Судья читает с листа скучным голосом:
«…последние несколько лет мы с мужем прожили отдельно друг от друга, и я надеялась, что после его приезда во Францию наши отношения восстановятся, но мой супруг продолжал вести свободный образ жизни, манкировал супружескими обязанностями, не уделял семье достаточно внимания. Его постоянно видели в обществе женщин, и их поведение давало повод думать, что отношения между моим мужем и этими дамами выходит за рамки приличий…»
– Ваша честь, – спрашивает Терещенко. – Могу ли я сказать, не дожидаясь окончания чтения заявления истицы, что я заранее со всем согласен?
– С чем именно?
– С любым вашим решением, ваша честь. Я виноват перед своей женой, в чем признаюсь целиком и полностью, и готов нести расходы по ее содержанию пожизненно или пока она не выйдет замуж, а также по содержанию моих детей – дочери Мишель и сына Пьера – до достижения ими совершеннолетия, а далее – сообразно необходимости и по обстоятельствам.
– Вот, Ваша честь, – говорит адвокат Терещенко, – нами подготовлен соответствующий документ. Если истица согласна, то процесс можно будет сократить во времени к обоюдному удовольствию сторон.
Судья просматривает документ.
– Можете ознакомиться, – предлагает он адвокату Маргарит. – Шестьдесят тысяч франков в год, оба ребенка остаются с матерью. Месье Терещенко просит о праве посещения.
– Нас все устраивает, – говорит Маргарит.
– Но… – начинает было ее юрист.
– Нас все устраивает, – жестко повторяет Марг. – Мы принимаем предложение месье Терещенко.
– Прекрасно, – говорит судья, улыбаясь. – Приятно иметь дело с разумными людьми…
Выход из здания суда
Первой выходит Марг – подтянутая, элегантная, спокойная. На улице прохладно, и она прячет руки в муфту.
За ней выходит Терещенко – он в длинном шерстяном пальто с меховым воротником, без головного убора.
Они останавливаются на ступенях рядом друг с другом.
– Ну вот и все, – говорит Маргарит. – Любой роман рано или поздно заканчивается. Закончился и наш.
– Жаль, нельзя было обойтись без суда…
– Ну, хуже от этого никому не стало, – рассудительно замечает она. – Мы просто узаконили случившееся. Я теперь снова мадемуазель Ноэ, только немного старше и с двумя детьми. А ты – свободный мужчина на пороге новой жизни.
– Я всегда буду благодарен тебе…
– Оставь, Мишель, – перебивает она бывшего мужа. – Мы дали друг другу то, что могли дать, и оба заплатили свою цену. Так получилось. Мы не враги, месье Терещенко?

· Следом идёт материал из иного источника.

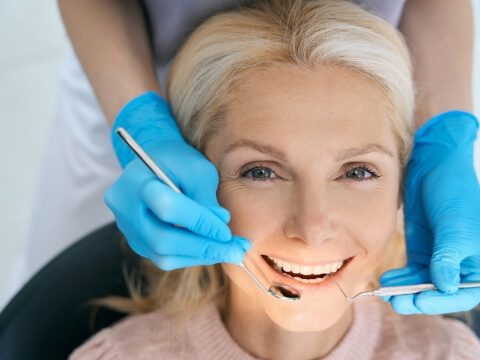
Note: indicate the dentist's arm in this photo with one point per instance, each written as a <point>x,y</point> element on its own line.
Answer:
<point>111,39</point>
<point>439,35</point>
<point>441,193</point>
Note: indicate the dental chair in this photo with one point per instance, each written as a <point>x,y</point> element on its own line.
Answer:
<point>49,317</point>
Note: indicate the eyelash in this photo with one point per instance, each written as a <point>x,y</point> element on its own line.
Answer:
<point>374,174</point>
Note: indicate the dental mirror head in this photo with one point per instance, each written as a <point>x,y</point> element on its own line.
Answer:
<point>284,292</point>
<point>277,290</point>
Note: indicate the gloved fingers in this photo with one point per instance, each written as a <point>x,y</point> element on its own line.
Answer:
<point>177,209</point>
<point>445,268</point>
<point>404,304</point>
<point>436,302</point>
<point>166,239</point>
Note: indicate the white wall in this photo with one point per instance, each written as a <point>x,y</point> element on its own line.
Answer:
<point>32,41</point>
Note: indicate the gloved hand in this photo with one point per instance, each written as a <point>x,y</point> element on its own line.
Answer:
<point>442,217</point>
<point>147,211</point>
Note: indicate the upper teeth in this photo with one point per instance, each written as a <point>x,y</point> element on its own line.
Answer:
<point>306,270</point>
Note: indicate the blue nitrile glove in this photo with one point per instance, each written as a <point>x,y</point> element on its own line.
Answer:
<point>442,218</point>
<point>147,211</point>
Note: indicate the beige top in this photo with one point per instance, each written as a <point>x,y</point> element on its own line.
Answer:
<point>377,332</point>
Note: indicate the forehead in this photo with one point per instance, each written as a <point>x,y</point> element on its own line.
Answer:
<point>329,106</point>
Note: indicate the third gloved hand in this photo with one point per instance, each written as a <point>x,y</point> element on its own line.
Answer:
<point>442,217</point>
<point>172,230</point>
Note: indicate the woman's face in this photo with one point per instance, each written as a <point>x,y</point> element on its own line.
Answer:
<point>310,171</point>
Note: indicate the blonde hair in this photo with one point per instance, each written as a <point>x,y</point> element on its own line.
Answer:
<point>203,79</point>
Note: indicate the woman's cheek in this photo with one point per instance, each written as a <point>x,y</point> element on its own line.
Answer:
<point>252,207</point>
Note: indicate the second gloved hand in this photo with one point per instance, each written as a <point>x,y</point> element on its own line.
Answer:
<point>172,230</point>
<point>442,216</point>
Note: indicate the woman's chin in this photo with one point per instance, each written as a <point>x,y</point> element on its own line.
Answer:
<point>316,318</point>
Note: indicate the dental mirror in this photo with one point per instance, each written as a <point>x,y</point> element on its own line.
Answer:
<point>280,291</point>
<point>277,290</point>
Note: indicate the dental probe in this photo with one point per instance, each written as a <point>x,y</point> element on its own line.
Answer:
<point>401,290</point>
<point>279,291</point>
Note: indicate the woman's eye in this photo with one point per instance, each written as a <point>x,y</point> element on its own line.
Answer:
<point>360,173</point>
<point>259,173</point>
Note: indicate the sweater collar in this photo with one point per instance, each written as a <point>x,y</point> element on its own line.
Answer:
<point>210,339</point>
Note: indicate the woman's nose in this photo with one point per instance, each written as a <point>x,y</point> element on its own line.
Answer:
<point>311,217</point>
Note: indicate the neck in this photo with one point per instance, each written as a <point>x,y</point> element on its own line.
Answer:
<point>251,328</point>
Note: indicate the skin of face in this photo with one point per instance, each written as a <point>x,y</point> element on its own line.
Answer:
<point>304,204</point>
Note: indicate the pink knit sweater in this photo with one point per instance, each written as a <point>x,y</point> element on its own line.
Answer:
<point>377,332</point>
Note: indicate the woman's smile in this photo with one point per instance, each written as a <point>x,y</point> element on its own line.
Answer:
<point>311,278</point>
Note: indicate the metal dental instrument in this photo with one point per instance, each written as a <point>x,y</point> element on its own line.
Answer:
<point>400,290</point>
<point>279,291</point>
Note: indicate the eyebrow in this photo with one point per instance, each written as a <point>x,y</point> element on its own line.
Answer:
<point>271,151</point>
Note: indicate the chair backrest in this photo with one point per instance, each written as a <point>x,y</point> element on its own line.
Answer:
<point>48,317</point>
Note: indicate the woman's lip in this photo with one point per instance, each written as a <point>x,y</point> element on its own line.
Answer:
<point>276,277</point>
<point>311,263</point>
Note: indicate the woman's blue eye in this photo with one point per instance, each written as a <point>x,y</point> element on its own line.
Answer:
<point>361,173</point>
<point>259,173</point>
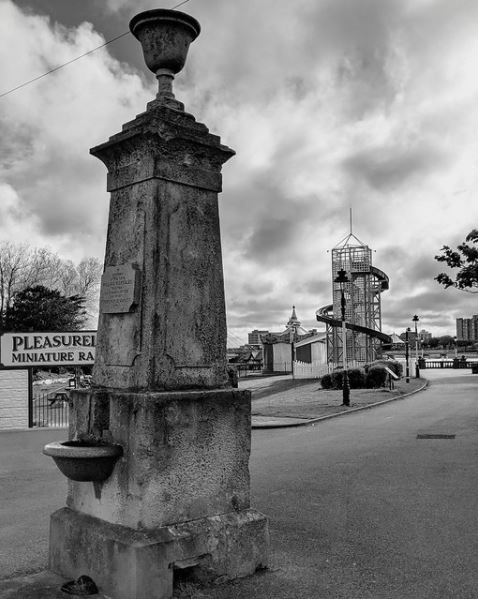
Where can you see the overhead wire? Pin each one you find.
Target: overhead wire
(61, 66)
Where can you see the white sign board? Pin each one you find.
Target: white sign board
(73, 348)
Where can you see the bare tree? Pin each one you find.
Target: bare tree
(22, 267)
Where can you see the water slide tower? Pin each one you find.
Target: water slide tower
(363, 314)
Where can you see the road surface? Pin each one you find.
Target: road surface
(360, 507)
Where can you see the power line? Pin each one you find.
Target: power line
(14, 89)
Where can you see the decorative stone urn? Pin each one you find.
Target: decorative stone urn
(177, 503)
(165, 36)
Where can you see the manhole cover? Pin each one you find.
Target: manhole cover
(435, 436)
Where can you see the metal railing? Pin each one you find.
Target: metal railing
(48, 411)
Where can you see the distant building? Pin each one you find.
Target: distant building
(278, 346)
(467, 328)
(254, 337)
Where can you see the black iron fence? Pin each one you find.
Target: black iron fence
(50, 410)
(447, 363)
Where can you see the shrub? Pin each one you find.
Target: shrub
(394, 366)
(376, 376)
(356, 378)
(326, 381)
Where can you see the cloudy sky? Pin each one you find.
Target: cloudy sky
(329, 104)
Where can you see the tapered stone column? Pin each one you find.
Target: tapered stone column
(179, 496)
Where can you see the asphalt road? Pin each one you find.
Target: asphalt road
(359, 507)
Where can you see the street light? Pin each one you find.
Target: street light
(415, 319)
(407, 368)
(342, 279)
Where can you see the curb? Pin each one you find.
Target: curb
(351, 411)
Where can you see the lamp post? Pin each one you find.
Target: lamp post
(342, 279)
(415, 319)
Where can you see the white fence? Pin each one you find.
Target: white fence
(304, 370)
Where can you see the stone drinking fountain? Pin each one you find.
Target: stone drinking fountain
(174, 497)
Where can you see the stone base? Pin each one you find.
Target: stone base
(132, 564)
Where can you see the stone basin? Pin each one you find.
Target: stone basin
(84, 460)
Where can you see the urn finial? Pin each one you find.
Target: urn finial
(165, 36)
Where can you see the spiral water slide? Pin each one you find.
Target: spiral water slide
(324, 314)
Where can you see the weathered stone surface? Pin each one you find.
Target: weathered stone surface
(186, 455)
(131, 564)
(178, 497)
(164, 174)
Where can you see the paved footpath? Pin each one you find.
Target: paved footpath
(284, 402)
(380, 504)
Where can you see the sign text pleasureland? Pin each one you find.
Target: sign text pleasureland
(73, 348)
(120, 289)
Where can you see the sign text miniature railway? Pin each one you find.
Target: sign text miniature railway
(47, 349)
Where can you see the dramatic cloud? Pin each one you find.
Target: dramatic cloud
(329, 104)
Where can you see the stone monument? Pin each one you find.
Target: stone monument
(177, 500)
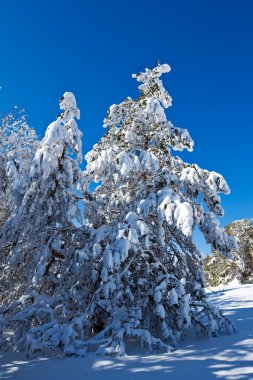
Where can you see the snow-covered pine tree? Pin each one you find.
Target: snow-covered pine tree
(41, 232)
(222, 270)
(147, 271)
(18, 143)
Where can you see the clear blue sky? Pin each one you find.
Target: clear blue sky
(92, 48)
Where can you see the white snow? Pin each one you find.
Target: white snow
(226, 357)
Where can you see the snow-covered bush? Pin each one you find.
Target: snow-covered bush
(221, 270)
(147, 269)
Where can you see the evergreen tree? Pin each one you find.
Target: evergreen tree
(41, 234)
(18, 143)
(147, 280)
(222, 270)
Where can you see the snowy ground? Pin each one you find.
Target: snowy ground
(226, 357)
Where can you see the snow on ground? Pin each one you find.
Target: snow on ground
(225, 357)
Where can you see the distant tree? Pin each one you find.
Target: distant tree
(221, 270)
(147, 272)
(42, 235)
(18, 143)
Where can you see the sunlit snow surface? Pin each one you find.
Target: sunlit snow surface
(226, 357)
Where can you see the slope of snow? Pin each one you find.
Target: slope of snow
(226, 357)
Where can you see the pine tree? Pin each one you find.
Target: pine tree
(147, 281)
(18, 143)
(222, 270)
(41, 234)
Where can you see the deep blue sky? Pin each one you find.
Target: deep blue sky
(92, 48)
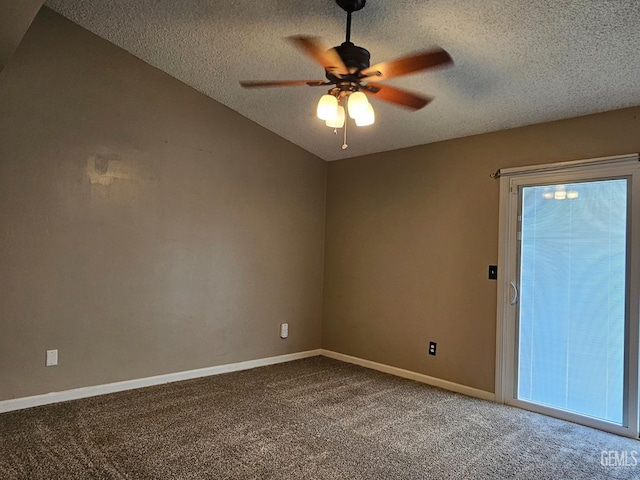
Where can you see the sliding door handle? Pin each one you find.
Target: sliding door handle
(514, 297)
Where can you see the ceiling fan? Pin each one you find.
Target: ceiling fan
(350, 76)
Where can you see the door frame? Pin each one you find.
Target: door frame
(510, 180)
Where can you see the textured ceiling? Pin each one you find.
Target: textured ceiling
(517, 62)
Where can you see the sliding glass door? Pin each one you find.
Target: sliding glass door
(569, 330)
(572, 281)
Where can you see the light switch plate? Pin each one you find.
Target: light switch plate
(52, 358)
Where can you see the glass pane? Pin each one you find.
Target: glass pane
(572, 304)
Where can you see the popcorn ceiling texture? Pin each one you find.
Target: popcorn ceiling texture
(516, 63)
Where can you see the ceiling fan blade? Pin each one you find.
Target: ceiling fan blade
(284, 83)
(410, 64)
(314, 48)
(395, 95)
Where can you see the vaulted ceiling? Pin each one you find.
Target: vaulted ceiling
(517, 62)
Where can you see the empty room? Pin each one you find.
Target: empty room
(331, 239)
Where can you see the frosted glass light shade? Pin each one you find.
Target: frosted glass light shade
(357, 104)
(328, 108)
(560, 195)
(367, 118)
(339, 121)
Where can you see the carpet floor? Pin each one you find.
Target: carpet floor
(310, 419)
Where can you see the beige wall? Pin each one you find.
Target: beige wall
(410, 235)
(144, 228)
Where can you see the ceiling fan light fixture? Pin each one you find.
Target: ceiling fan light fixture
(368, 118)
(339, 121)
(328, 108)
(357, 105)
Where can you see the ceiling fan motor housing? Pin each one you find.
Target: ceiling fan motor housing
(351, 5)
(355, 58)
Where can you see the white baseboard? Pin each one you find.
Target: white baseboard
(84, 392)
(419, 377)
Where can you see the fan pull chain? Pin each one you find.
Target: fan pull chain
(344, 142)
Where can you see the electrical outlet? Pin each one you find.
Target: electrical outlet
(284, 330)
(52, 358)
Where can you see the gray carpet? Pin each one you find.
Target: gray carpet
(310, 419)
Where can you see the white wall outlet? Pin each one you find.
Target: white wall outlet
(284, 330)
(52, 358)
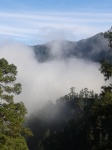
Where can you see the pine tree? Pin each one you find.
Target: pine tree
(12, 114)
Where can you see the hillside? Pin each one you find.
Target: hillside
(93, 48)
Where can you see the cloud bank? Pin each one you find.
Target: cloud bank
(32, 27)
(49, 80)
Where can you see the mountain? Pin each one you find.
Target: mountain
(94, 48)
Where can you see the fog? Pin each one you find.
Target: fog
(49, 80)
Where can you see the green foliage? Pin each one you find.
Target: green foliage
(12, 114)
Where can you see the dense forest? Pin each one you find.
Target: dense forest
(77, 121)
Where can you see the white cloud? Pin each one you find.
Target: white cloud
(30, 25)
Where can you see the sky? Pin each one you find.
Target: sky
(38, 21)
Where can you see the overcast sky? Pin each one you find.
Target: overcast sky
(39, 21)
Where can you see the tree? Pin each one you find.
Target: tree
(12, 114)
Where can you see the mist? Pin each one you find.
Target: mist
(49, 80)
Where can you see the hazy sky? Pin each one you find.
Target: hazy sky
(38, 21)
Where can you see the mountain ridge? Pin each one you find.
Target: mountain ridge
(93, 48)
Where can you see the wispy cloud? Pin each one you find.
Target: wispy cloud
(32, 25)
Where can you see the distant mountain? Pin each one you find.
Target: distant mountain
(93, 48)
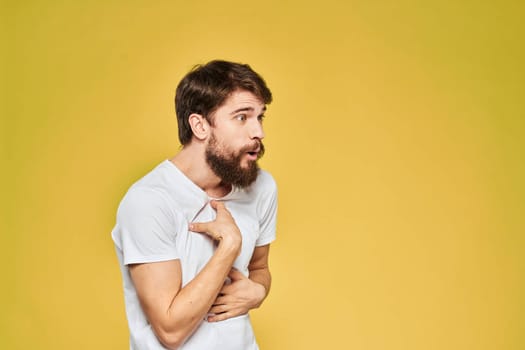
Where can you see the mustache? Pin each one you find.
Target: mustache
(257, 146)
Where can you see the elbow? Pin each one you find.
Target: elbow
(171, 340)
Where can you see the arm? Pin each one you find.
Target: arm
(244, 294)
(175, 312)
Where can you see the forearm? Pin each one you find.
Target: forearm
(189, 306)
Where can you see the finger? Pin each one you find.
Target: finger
(221, 301)
(217, 205)
(220, 207)
(236, 275)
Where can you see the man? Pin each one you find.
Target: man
(192, 236)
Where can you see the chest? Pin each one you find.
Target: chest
(196, 249)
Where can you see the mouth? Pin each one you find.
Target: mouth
(253, 155)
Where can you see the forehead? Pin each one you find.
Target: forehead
(240, 99)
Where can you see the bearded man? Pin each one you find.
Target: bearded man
(192, 236)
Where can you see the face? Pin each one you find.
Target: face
(235, 142)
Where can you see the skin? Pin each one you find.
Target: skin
(175, 312)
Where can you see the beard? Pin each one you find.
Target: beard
(228, 166)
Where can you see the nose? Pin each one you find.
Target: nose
(256, 130)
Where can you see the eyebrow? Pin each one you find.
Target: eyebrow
(246, 109)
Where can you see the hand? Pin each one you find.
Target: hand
(222, 229)
(237, 298)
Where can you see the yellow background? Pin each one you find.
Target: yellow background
(396, 138)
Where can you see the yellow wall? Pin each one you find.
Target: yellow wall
(396, 138)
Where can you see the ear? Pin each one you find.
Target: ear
(199, 126)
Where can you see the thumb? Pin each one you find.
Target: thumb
(236, 275)
(201, 227)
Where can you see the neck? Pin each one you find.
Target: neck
(191, 161)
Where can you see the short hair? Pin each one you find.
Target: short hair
(206, 87)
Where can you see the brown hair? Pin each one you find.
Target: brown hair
(206, 87)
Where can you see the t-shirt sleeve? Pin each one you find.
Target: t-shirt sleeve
(147, 228)
(268, 216)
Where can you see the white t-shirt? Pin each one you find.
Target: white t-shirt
(152, 225)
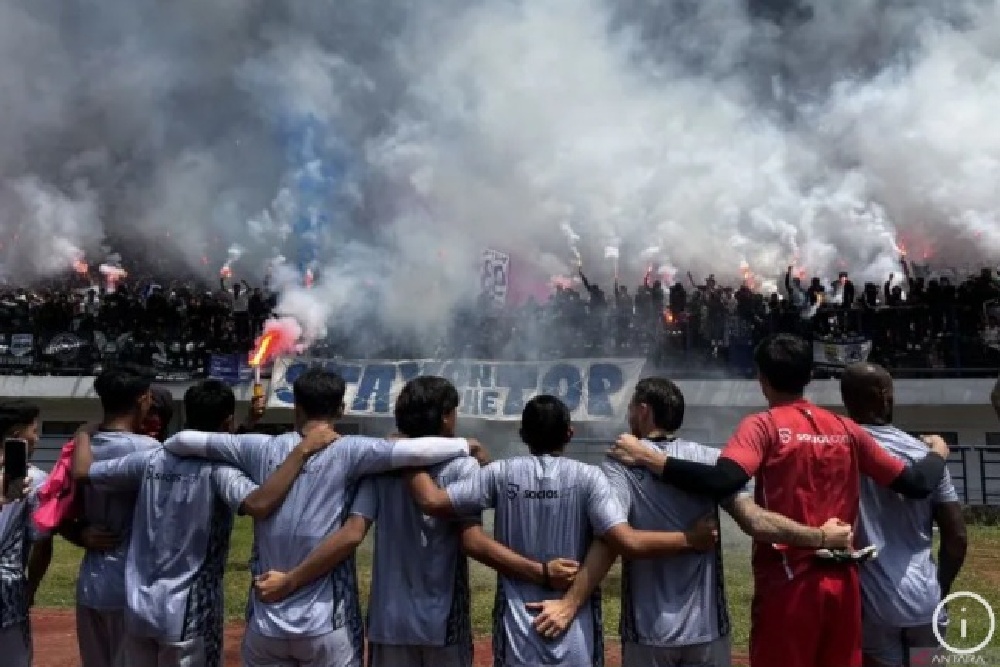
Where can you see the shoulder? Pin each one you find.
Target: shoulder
(693, 451)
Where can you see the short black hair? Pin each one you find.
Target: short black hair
(423, 404)
(545, 424)
(786, 362)
(319, 393)
(208, 404)
(14, 414)
(119, 390)
(163, 404)
(665, 400)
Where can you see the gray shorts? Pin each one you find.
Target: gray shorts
(391, 655)
(888, 646)
(334, 649)
(713, 654)
(100, 635)
(15, 645)
(153, 653)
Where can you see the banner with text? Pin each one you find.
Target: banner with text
(494, 276)
(840, 354)
(593, 389)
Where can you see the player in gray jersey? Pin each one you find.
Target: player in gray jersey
(674, 609)
(549, 506)
(100, 591)
(902, 587)
(25, 553)
(320, 625)
(177, 556)
(419, 610)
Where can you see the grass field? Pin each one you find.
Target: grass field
(980, 575)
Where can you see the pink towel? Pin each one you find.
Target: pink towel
(57, 496)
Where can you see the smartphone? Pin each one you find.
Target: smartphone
(15, 463)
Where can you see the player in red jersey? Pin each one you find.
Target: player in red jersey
(807, 462)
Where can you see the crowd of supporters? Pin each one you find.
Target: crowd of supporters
(911, 322)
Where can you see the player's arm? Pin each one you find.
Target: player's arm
(274, 586)
(609, 521)
(240, 451)
(469, 496)
(377, 456)
(739, 462)
(951, 527)
(266, 498)
(765, 526)
(555, 616)
(557, 573)
(916, 481)
(123, 473)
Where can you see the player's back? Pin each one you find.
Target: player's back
(900, 588)
(177, 559)
(545, 509)
(315, 507)
(814, 448)
(677, 600)
(101, 584)
(420, 592)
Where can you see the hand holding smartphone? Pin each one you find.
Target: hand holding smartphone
(15, 468)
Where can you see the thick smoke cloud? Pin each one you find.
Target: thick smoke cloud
(725, 136)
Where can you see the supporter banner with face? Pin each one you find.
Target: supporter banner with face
(495, 276)
(593, 389)
(17, 353)
(840, 354)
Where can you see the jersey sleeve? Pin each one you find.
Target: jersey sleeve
(231, 486)
(873, 460)
(945, 491)
(603, 509)
(476, 492)
(373, 456)
(123, 473)
(247, 451)
(749, 444)
(366, 500)
(618, 479)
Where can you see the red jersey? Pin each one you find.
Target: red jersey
(807, 462)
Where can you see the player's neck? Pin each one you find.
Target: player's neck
(120, 423)
(312, 424)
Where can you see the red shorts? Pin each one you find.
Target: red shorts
(813, 620)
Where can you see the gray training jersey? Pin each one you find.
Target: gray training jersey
(180, 540)
(420, 578)
(546, 507)
(900, 588)
(316, 506)
(677, 600)
(101, 584)
(17, 531)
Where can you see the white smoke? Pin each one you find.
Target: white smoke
(853, 131)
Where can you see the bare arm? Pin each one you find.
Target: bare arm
(555, 616)
(954, 543)
(765, 526)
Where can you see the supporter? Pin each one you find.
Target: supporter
(25, 553)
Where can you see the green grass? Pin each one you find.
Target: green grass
(981, 574)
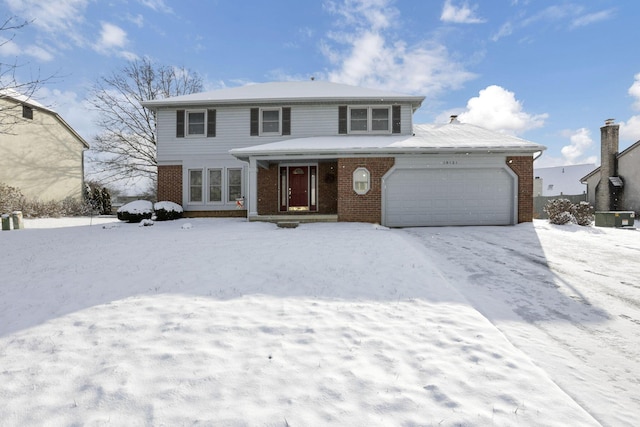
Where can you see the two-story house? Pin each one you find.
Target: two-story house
(323, 150)
(40, 154)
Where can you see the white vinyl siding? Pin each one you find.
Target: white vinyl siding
(369, 119)
(195, 123)
(232, 131)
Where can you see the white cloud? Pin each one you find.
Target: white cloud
(157, 5)
(112, 40)
(112, 36)
(11, 48)
(590, 18)
(463, 14)
(366, 55)
(73, 110)
(581, 142)
(504, 31)
(496, 108)
(58, 16)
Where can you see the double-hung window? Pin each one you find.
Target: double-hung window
(215, 185)
(369, 119)
(195, 123)
(358, 119)
(270, 121)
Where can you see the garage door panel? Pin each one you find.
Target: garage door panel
(424, 197)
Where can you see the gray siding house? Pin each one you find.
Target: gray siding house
(324, 151)
(615, 185)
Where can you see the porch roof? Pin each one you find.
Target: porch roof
(427, 139)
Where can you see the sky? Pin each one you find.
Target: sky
(547, 71)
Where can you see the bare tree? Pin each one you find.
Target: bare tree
(125, 150)
(10, 84)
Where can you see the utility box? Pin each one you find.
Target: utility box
(6, 222)
(615, 219)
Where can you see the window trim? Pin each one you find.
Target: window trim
(370, 109)
(357, 190)
(261, 132)
(187, 117)
(205, 186)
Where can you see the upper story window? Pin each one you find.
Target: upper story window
(195, 123)
(271, 121)
(27, 112)
(369, 119)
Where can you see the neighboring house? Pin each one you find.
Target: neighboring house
(334, 151)
(561, 180)
(615, 185)
(40, 154)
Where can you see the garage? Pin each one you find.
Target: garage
(440, 196)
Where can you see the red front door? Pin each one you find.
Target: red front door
(299, 188)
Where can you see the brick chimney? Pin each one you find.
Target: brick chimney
(608, 164)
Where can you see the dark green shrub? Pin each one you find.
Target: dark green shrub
(135, 211)
(562, 211)
(167, 211)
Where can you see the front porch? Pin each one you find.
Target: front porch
(304, 218)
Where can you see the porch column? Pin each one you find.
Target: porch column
(252, 209)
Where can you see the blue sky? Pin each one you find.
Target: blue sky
(547, 71)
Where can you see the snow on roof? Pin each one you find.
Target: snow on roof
(563, 180)
(24, 99)
(13, 94)
(285, 92)
(427, 138)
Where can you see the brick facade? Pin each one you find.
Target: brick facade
(523, 167)
(170, 183)
(269, 204)
(367, 207)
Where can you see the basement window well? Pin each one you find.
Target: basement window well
(361, 181)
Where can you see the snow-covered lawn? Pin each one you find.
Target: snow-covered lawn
(227, 323)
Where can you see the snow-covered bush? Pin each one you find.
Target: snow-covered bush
(135, 211)
(11, 199)
(166, 211)
(562, 211)
(583, 213)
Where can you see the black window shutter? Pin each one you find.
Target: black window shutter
(180, 124)
(395, 119)
(286, 120)
(211, 123)
(342, 119)
(255, 122)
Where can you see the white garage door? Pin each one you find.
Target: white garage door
(453, 196)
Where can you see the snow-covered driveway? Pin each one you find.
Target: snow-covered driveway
(568, 296)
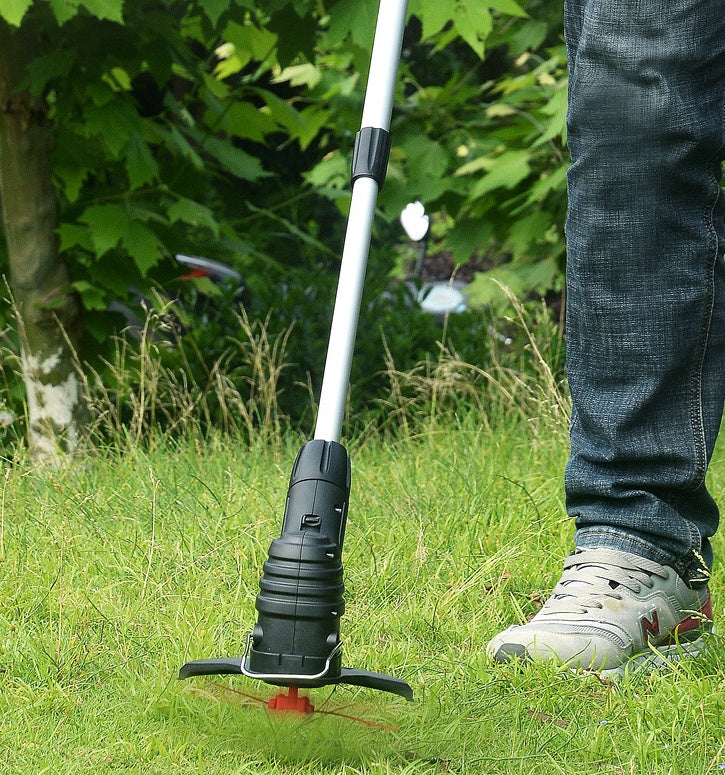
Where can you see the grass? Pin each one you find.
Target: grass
(117, 570)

Она достает руку из муфты и протягивает ему для пожатия, но Терещенко склоняется и целует ее ладони. Пальцы его нащупывают что-то на кисти Марг, он быстро поворачивает ее руки ладонями вверх. На запястье, под браслетом, следы заживших глубоких порезов.
– Что это, Маргарит? – спрашивает он изумленно.
Она с неожиданной силой вырывает руку из его ладони.
– А вот это, – говорит она зло, отступая от него спиной вперед, – не твое дело. Запомни. Не твое дело.
– Марг!
Она быстро идет вниз по лестнице к ожидающему ее автомобилю. Возле распахнутой дверцы стоит шофер.
– Маргарит! – кричит Терещенко ей вслед.
Она не оборачивается, садится в машину, шофер, захлопнув дверцу, спешит за руль, и авто уезжает.
Мишель остается один.
25 января 1923 года. Париж. Особняк Елизаветы Терещенко на улице Спотиньи
Михаил и Елизавета Михайловна сидят за столом друг напротив друга. Мадам Терещенко сильно сдала, постарела, осунулась, но глаза ее по-прежнему горят неукротимым огнем.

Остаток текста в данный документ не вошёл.